DNS rebinding is a different type of attack than DNS spoofing. DNS spoofing 
typically involves binding the hostname of the victim to the IP of the 
attacker. This is done by fully controlling DNS on the local network or via DNS 
cache poisoning.

DNS rebinding is almost the reverse - the attacker's domain name is bound to 
the victim's IP. This is used for an attack like so:

1) User loads a page from the attacker's domain.
2) Attacker serves his own DNS record with a very short TTL.
3) Attacker changes his DNS record to point to victim IP.
4) Script in the attackers page loads fresh resources on a short timeout - they 
are now coming from the victim's IP, but because they are labeled with the 
attacker's domain name, they are accessible due to the same-origin policy.

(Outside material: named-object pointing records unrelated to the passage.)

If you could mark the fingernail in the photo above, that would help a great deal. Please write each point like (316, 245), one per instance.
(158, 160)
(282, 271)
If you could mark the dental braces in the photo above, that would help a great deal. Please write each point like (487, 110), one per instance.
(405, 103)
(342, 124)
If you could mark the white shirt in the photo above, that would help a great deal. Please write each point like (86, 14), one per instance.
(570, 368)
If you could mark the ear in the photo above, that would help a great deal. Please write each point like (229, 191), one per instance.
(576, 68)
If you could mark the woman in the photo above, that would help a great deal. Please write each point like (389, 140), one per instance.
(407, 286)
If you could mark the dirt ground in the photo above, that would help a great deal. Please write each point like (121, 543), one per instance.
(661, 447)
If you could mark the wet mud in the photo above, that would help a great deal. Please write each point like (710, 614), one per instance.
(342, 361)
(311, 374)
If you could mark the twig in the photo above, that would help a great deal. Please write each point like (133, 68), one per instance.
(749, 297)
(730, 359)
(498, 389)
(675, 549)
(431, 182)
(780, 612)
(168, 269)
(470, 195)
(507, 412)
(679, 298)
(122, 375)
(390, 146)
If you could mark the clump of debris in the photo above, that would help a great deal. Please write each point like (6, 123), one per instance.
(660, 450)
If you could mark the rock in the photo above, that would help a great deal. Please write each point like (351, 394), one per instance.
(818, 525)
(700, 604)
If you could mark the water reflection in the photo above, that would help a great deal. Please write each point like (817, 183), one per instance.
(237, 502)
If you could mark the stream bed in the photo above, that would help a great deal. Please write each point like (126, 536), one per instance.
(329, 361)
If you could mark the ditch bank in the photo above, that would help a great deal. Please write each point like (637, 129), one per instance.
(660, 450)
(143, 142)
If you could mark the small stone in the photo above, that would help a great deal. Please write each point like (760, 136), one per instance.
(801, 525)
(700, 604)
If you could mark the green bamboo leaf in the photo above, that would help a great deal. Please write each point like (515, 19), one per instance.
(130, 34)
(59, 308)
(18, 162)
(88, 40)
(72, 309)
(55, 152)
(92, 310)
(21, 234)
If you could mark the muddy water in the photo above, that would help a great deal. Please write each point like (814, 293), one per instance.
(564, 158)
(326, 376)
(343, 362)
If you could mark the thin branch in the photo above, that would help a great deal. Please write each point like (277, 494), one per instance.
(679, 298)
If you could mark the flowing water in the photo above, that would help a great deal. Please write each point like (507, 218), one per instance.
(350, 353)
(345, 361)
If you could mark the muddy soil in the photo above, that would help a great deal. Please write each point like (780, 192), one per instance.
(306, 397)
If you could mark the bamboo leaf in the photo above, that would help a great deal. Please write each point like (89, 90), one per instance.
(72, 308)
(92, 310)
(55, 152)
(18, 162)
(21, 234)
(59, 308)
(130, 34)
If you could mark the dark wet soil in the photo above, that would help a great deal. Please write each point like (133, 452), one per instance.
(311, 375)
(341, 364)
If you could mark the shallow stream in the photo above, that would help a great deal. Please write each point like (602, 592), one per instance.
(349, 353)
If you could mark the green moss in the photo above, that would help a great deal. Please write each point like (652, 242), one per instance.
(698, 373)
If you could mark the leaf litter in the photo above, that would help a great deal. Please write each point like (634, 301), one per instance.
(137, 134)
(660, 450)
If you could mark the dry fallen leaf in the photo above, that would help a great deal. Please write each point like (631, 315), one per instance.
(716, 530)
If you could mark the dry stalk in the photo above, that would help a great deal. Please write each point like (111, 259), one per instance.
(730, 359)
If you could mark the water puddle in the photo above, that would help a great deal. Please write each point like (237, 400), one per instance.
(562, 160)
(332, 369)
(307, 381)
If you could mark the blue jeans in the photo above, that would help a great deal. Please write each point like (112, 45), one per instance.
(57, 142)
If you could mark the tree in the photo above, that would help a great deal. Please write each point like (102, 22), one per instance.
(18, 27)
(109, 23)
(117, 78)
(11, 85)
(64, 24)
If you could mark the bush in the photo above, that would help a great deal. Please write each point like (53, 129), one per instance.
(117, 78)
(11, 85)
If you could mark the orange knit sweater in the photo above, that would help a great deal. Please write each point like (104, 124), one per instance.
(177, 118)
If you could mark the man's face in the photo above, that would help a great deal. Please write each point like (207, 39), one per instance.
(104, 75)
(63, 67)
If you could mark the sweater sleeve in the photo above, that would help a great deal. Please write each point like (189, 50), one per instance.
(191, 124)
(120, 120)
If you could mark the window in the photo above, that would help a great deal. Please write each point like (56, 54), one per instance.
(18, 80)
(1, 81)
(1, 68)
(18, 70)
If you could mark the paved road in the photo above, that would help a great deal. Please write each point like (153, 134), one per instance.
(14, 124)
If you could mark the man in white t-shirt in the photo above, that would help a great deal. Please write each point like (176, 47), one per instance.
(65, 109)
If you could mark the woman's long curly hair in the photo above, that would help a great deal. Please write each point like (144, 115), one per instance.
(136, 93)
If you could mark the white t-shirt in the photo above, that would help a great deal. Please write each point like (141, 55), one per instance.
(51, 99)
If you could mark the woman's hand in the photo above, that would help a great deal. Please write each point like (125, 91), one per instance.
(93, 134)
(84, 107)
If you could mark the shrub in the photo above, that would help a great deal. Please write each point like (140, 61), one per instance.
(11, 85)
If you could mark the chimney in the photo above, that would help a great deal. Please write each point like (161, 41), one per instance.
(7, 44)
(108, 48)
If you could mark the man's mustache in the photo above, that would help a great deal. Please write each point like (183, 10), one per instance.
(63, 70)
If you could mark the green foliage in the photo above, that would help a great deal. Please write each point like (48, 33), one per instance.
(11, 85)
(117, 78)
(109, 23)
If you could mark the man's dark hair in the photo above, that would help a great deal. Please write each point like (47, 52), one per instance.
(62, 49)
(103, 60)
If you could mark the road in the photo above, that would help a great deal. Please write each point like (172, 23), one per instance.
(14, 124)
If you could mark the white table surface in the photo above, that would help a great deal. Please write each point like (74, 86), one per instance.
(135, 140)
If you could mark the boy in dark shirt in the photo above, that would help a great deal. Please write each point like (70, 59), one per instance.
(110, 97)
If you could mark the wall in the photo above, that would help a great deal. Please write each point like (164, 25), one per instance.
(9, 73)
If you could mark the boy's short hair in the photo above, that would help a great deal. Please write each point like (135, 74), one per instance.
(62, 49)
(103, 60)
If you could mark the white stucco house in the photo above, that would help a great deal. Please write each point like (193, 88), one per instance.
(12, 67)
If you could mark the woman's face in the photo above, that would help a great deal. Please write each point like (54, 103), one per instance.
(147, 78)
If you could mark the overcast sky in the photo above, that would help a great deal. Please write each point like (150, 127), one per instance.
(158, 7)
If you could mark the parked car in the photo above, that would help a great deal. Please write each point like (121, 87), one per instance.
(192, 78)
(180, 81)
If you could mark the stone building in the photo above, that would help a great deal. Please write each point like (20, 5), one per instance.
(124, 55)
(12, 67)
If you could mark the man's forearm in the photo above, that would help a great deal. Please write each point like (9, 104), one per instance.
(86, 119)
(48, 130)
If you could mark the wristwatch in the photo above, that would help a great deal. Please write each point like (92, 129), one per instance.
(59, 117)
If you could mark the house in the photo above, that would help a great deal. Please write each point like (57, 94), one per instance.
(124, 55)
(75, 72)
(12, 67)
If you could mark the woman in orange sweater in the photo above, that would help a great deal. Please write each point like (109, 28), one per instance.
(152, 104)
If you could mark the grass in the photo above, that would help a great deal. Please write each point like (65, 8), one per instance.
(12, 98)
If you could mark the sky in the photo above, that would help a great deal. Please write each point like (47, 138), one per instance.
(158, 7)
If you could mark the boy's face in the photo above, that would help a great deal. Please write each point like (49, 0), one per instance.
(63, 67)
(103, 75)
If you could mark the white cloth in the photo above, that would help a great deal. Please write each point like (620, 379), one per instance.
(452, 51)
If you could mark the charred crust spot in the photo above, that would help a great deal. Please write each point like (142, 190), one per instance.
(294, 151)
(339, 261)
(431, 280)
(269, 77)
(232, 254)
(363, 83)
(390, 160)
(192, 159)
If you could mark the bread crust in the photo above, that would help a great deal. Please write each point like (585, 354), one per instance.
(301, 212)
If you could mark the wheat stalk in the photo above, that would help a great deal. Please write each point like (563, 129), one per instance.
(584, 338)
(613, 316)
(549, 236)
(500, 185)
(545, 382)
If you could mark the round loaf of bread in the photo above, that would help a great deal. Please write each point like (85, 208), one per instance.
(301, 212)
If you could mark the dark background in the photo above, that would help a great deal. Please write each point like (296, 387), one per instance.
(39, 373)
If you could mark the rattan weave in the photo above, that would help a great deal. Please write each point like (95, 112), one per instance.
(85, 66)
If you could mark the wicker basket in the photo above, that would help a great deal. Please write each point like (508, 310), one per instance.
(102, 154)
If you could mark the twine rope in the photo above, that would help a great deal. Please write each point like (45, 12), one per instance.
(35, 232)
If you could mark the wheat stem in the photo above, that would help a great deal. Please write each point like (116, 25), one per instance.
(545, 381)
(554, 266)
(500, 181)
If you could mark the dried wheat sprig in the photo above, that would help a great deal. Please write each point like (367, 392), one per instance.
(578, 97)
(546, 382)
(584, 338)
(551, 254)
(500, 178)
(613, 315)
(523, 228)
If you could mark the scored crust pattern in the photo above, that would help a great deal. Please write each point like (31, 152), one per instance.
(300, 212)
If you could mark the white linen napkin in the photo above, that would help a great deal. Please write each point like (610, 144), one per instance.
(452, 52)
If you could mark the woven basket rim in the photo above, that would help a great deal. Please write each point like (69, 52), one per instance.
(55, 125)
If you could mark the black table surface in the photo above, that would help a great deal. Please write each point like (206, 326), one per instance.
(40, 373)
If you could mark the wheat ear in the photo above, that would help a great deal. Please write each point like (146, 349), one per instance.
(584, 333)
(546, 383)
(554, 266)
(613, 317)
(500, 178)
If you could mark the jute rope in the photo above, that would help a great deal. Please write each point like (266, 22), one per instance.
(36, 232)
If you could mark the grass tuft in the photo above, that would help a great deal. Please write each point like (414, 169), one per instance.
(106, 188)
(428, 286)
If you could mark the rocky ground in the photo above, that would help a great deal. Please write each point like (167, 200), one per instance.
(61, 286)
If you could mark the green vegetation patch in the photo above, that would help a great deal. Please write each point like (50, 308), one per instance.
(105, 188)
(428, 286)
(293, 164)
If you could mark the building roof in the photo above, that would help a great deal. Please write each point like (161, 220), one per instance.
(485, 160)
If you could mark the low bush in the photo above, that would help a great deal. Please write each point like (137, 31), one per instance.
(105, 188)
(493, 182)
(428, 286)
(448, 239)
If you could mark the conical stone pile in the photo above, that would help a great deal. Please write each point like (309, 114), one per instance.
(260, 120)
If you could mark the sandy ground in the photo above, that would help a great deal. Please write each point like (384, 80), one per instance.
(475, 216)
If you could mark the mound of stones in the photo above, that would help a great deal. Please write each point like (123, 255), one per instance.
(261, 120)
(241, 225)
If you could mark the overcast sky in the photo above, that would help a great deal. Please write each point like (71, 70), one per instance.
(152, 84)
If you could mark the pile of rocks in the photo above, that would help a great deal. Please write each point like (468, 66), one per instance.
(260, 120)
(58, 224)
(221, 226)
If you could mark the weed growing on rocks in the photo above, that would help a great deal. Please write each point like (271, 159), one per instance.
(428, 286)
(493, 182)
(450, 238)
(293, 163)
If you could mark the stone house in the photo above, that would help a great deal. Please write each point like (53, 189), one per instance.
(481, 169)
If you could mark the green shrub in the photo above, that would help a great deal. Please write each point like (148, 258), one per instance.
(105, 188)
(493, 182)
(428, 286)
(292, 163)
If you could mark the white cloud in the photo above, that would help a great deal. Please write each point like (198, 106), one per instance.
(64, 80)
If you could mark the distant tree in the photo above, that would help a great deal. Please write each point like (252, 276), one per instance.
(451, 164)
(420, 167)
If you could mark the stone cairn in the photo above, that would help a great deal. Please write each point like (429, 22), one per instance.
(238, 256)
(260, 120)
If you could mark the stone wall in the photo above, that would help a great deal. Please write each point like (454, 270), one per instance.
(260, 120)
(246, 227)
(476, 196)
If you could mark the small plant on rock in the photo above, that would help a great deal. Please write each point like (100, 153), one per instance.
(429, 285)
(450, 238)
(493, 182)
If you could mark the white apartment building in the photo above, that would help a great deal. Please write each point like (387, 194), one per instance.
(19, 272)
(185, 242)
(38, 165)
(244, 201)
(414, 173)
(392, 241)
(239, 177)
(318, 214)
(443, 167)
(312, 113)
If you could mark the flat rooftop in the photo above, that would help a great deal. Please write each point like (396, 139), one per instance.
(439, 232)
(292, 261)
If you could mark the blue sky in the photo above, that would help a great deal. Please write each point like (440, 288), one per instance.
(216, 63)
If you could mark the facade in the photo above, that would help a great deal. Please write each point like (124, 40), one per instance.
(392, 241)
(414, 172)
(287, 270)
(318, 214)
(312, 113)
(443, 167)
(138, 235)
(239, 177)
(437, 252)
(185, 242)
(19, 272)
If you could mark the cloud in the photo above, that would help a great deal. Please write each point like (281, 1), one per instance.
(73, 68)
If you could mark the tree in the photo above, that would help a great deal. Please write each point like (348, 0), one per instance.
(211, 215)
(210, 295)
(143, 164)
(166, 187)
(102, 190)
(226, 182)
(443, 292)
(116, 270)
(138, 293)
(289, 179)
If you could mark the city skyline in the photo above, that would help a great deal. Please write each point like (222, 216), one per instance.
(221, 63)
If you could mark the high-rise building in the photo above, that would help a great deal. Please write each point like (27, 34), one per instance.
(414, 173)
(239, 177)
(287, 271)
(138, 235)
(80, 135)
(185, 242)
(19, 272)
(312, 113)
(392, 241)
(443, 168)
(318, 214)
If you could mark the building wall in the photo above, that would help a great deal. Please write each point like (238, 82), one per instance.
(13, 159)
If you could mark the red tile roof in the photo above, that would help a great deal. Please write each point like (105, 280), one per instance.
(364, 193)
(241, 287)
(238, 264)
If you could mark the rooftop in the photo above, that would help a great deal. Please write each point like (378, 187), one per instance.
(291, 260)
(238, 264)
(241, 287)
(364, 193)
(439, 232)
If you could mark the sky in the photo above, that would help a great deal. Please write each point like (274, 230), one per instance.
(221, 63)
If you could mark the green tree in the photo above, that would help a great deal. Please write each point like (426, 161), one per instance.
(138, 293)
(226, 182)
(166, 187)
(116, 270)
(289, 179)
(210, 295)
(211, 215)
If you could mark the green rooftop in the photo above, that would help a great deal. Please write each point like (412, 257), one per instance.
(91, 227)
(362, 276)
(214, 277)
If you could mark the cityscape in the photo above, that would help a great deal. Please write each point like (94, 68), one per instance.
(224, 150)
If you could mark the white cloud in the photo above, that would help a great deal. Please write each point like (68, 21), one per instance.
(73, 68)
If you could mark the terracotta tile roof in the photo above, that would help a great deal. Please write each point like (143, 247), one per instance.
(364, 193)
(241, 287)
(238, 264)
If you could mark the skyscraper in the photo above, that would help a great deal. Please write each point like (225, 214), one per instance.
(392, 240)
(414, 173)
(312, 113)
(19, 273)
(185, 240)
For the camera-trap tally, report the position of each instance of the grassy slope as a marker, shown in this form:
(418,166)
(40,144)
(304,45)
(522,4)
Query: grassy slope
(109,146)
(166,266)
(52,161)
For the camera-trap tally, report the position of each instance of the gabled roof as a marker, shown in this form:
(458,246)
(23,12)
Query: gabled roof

This won't allow access to resources protected by cookies, but it *does* allow 
attackers to read arbitrary resources from firewall-protected internets, where 
being inside the firewall is the only access restriction.

What the section you cited says actually increases the risk of DNS rebinding 
attacks. It says that "If HTTP clients cache the results of host name lookups 
in order to achieve a performance improvement, they must observe the TTL 
information reported by DNS". Clients that follow this advice will be at 
greater risk than if they give cached DNS lookup results a floor on 
time-to-live, or keep a DNS resolution result "pinned" so long as any resource 
from that domain is active.

DNS rebinding can also be defended against with complete effectiveness if 
servers always check the Host header. A server attacked via DNS rebinding will 
get an unexpected value in the Host header - the attackers hostname instead of 
any of its own. 

HTTPbis should address this threat in the security considerations section, and 
should strongly consider making it a MUST-level requirement for servers to 
check that the Host header is a host they serve. If HTTP had that requirement 
and all servers followed it, then the risk of DNS rebinding attacks would be 
eliminated. Meanwhile clients can only do partially effective or inordinately 
complex mitigations to protect against this attack, and client-side protections 
can risk breaking completely valid DNS round-robin load balancing setups.